If you frequent an area that is high crime, then a compact might be the "all the time" carry. I live in an area that is very low crime and while I do bring along a S&W M&P sometimes, I feel the LCP works for me in my situation if just going out for a quick trip.
PS, when I go hiking on the logging roads around here I do carry a Glock 20 (10mm) with handloads! And bear spray.


----------



## Craigh (Jul 29, 2016)

Well though I don't generally carry my LCP II as my primary EDC, I respectfully disagree that it couldn't be used in that manner. For starters, it's all in the training. I admit, it is not fun to train with, but one must do so. The current LCP II is somewhat more comfortable to use with it's beefier. better textured grip. Putting a couple of magazines of two types of rounds through it is not training to shoot it accurately. Not even close, even if it's not fun to shoot, which I agree. As I stated in a previous thread, I've trained well enough to know the LCP is inherently an accurate little pistol. When you miss, it's because you missed. I can now keep most shots on an 8 inch plate at 50 feet. Eventually, I'd like to narrow that down to my 4x6 postcard and I know the gun will do this if the shooter trains long enough. That's the key. Are you willing to train with a gun that's uncomfortable to shoot long enough to become proficient. Everything boils down to that. Again, it hurts to train for long periods with any mouse gun.

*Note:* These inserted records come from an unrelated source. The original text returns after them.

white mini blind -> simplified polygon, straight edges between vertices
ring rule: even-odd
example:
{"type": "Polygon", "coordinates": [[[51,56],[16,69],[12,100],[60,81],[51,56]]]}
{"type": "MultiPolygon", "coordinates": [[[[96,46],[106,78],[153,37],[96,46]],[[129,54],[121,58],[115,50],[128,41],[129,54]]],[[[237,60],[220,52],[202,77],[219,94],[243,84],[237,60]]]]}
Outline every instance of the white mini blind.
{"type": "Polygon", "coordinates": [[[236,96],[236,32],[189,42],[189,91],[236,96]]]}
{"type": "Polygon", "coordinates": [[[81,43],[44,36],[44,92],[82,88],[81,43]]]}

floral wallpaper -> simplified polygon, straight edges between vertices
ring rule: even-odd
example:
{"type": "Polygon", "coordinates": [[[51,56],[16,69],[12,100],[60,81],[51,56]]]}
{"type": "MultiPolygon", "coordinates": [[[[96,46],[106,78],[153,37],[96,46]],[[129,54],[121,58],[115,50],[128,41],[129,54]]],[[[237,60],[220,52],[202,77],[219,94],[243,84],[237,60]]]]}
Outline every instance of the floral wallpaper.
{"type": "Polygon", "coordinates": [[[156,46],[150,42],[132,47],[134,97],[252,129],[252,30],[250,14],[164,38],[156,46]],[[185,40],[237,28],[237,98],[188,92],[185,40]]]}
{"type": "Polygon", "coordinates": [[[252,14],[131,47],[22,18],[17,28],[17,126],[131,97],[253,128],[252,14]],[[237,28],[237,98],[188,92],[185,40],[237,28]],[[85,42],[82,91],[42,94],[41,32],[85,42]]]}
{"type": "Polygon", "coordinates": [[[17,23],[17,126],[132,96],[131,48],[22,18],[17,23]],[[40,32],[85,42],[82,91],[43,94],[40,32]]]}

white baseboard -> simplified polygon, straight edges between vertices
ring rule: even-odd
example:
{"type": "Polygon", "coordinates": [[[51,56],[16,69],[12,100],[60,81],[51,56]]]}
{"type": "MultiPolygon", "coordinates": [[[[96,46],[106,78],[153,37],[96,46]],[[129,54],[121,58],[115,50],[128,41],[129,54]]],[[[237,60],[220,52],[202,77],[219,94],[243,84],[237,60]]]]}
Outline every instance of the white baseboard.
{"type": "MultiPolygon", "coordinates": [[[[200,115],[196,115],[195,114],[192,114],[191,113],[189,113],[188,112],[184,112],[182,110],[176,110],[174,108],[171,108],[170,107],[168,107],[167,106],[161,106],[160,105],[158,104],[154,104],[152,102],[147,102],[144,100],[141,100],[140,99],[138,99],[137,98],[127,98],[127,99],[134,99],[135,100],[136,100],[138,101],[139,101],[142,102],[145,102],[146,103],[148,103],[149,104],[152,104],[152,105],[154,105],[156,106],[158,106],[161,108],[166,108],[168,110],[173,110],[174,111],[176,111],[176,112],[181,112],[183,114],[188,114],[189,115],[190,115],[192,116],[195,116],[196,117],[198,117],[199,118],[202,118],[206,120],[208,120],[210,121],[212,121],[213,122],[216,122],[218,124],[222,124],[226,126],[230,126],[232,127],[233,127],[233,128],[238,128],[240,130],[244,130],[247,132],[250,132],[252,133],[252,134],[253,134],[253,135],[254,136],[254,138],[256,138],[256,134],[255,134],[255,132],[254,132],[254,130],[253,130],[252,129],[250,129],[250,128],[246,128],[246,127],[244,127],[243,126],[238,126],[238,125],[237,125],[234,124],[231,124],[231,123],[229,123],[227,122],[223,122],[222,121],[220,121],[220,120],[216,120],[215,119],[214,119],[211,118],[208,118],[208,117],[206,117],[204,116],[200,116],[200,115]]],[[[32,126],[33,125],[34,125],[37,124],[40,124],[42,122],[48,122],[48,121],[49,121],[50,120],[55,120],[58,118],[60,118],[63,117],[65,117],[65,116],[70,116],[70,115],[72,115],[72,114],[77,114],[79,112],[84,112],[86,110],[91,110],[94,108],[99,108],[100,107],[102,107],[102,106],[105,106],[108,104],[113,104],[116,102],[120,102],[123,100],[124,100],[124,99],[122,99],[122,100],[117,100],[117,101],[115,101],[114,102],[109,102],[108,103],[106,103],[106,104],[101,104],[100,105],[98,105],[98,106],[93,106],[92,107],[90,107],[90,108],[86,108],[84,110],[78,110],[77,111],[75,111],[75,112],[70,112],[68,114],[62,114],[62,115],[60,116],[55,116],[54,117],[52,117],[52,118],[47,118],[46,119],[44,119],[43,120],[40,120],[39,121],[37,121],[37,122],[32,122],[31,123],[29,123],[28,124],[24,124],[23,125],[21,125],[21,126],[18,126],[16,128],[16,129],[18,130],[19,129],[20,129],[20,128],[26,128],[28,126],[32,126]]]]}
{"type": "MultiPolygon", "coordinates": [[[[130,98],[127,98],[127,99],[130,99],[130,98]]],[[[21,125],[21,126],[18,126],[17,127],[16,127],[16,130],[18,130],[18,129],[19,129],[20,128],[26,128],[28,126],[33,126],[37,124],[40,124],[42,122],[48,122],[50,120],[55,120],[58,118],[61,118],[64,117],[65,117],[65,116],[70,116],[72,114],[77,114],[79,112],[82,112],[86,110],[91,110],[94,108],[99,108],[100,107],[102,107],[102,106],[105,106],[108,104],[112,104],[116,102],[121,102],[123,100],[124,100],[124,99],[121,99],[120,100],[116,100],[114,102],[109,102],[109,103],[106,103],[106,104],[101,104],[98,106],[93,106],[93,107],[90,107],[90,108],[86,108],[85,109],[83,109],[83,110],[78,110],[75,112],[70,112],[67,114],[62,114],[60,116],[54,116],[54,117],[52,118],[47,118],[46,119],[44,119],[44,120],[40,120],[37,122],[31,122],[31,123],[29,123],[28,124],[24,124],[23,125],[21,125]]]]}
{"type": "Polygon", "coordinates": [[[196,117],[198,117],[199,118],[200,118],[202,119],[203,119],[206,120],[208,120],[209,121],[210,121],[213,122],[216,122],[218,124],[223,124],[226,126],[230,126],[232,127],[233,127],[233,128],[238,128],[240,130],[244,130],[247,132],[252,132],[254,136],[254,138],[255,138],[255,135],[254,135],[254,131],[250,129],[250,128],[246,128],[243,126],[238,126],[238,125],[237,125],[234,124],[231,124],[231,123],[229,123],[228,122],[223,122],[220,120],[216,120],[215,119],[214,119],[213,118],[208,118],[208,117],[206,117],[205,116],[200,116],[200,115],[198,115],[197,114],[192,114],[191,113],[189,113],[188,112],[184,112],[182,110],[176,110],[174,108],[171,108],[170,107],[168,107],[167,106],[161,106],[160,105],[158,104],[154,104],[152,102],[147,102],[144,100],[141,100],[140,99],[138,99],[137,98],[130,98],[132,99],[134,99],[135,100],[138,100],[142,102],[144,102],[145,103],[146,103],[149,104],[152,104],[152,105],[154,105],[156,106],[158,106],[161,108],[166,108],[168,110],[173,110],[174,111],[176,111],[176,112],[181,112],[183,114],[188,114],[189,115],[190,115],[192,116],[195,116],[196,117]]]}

As far as capacity goes, 6+1 is not unreasonable. Extra magazines are very small and easy to keep with you. Common citizens, military, and law enforcement for years and years carried revolvers or low capacity semi-auto handguns. The 1911 was often carried with a empty chamber and a 7 round magazine throughout World War I and II. They often were not issued a second magazine. Law enforcement used 6 round 38 Special revolvers for more decades than I can remember. Few used speed loaders. Both military and law enforcement tended to use round nose non expanding bullets.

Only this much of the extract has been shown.